Using a DVS sensor, we recorded the different actions executed by the subjects for the action prediction task. In these recordings, participants always move their hands from an initial position until they grasp an object, and then they perform some action with it.

The time at which each one of these stages begins was manually labeled.

Between the initial position and the contact point, the hand is the only moving element in the scene, and therefore it is relatively easy to track it. In our case, we used a set of gaussian blob trackers to follow it. Each one of these trackers tends to follow a region of the hand, and thus their mean provides an estimate of the position of the hand in the image.

We next take 60x60 windows centered around the mean of these trackers. This gives us positive examples of hands to train our convolutional neural network:

Taking events out of this 60x60 window we generate the negative examples, choosing positions in which the rate of events is higher than some threshold:

The Method:

Using the training data obtained as explained in the previous section, we have trained a convolutional neural network.


The network was quite successful on the training data, achieving around 1% error.

The qualitative results on the testing data were mixed. The three images below show three cases: the classifier successfully detecting the hand when it was not grasping an object, the classifier being reasonably successful at detecting the hand when grasping an object, and the classifier being unsuccessful at detecting then hand when grasping an object. In each image, the left panel shows the filtered DVS data at the time (the input to the classifier), and the right panel shows the output of the classifier (where red indicates hand, green indicates not hand, and blue indicates that the classifier was not run on that region due to an insufficient number of spikes). Note that for the classifier output, the classifier was run on 60 x 60 pixel regions, with adjacent regions having their centers offset by three pixels. Therefore, the right panel indicates the classification results when the classifier was centred on the indicated pixel.

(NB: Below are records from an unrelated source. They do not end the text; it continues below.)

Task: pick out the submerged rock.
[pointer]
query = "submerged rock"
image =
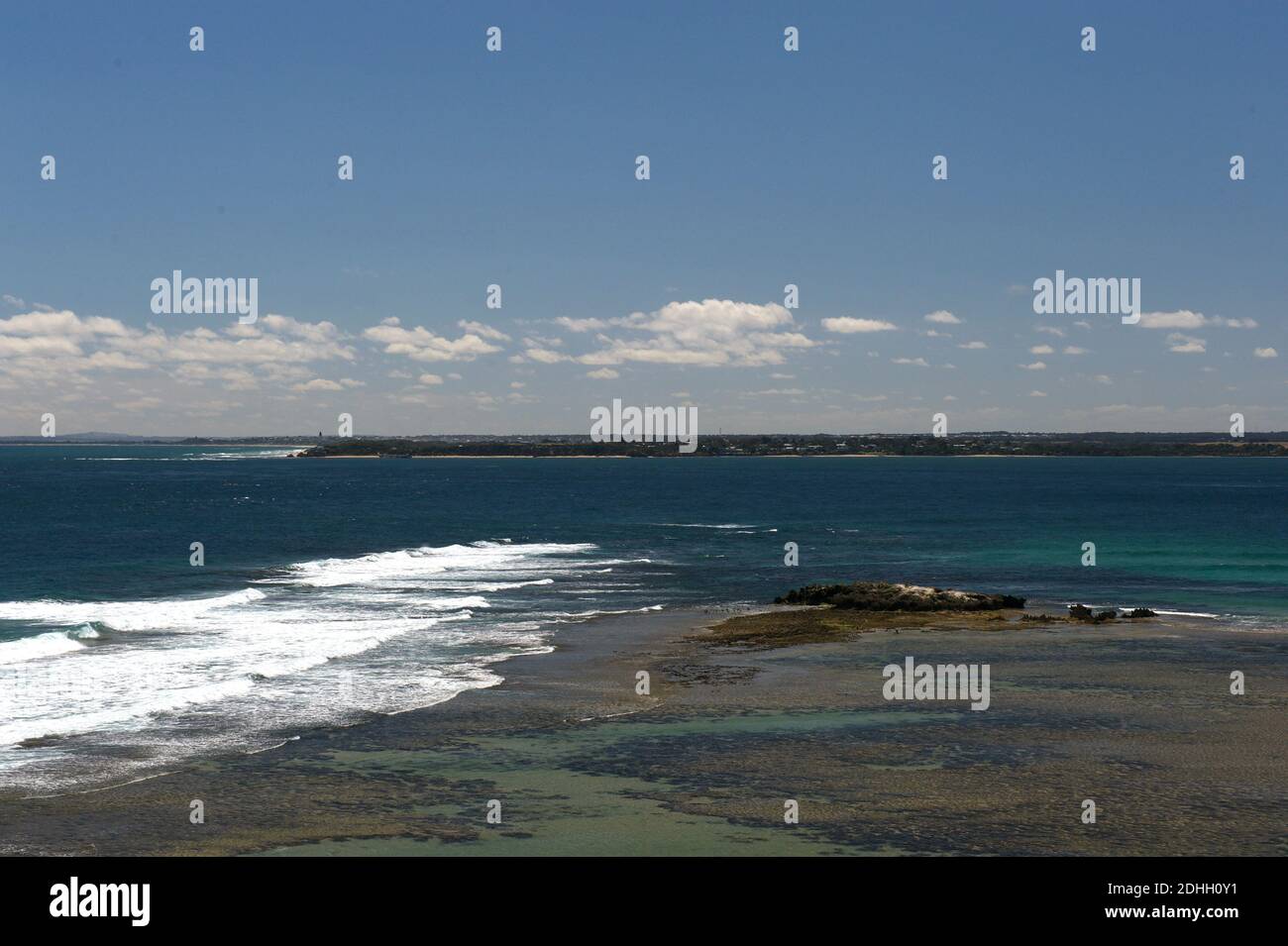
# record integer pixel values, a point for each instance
(887, 596)
(1083, 613)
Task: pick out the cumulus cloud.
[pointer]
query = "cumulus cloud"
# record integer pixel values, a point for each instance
(421, 345)
(1185, 344)
(850, 326)
(1184, 318)
(581, 325)
(709, 334)
(483, 331)
(48, 345)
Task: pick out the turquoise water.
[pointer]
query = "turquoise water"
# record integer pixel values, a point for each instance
(333, 588)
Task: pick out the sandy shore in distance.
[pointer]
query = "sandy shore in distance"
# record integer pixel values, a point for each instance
(739, 718)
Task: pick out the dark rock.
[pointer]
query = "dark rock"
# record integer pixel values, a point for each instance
(887, 596)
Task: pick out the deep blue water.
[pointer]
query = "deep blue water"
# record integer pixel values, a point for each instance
(342, 585)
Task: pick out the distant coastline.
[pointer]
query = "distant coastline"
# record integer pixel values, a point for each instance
(841, 446)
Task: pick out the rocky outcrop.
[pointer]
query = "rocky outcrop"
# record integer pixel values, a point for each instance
(887, 596)
(1086, 614)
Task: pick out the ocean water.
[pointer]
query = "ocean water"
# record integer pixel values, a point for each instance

Successful hand detection in the absence of an object

Reasonably successful hand detection in the presence of an object

Unsuccessful hand detection int the presence of an object

Overall, the classifier was reasonably successful at detecting the hand when it was not grasping an object. It was much less successful at detecting the hand when it was grasping an object. There are two explanations for this: One is that we simply did not train the classifier on frames where there was a moving object in the scene, since it was much easier to segment and label the hand in the absence of objects. Training with better distractors (i.e. more examples of non-hand objects) would certainly increase the accuracy. Secondly, detecting the hand in the absence of objects is a much easier task, since regions with high spike counts typically correspond to the hand as it is the main source of motion in the scene. Thus, the classifier can "cheat" a bit and look for areas with high spike rates. Again, better distractors should help address this problem.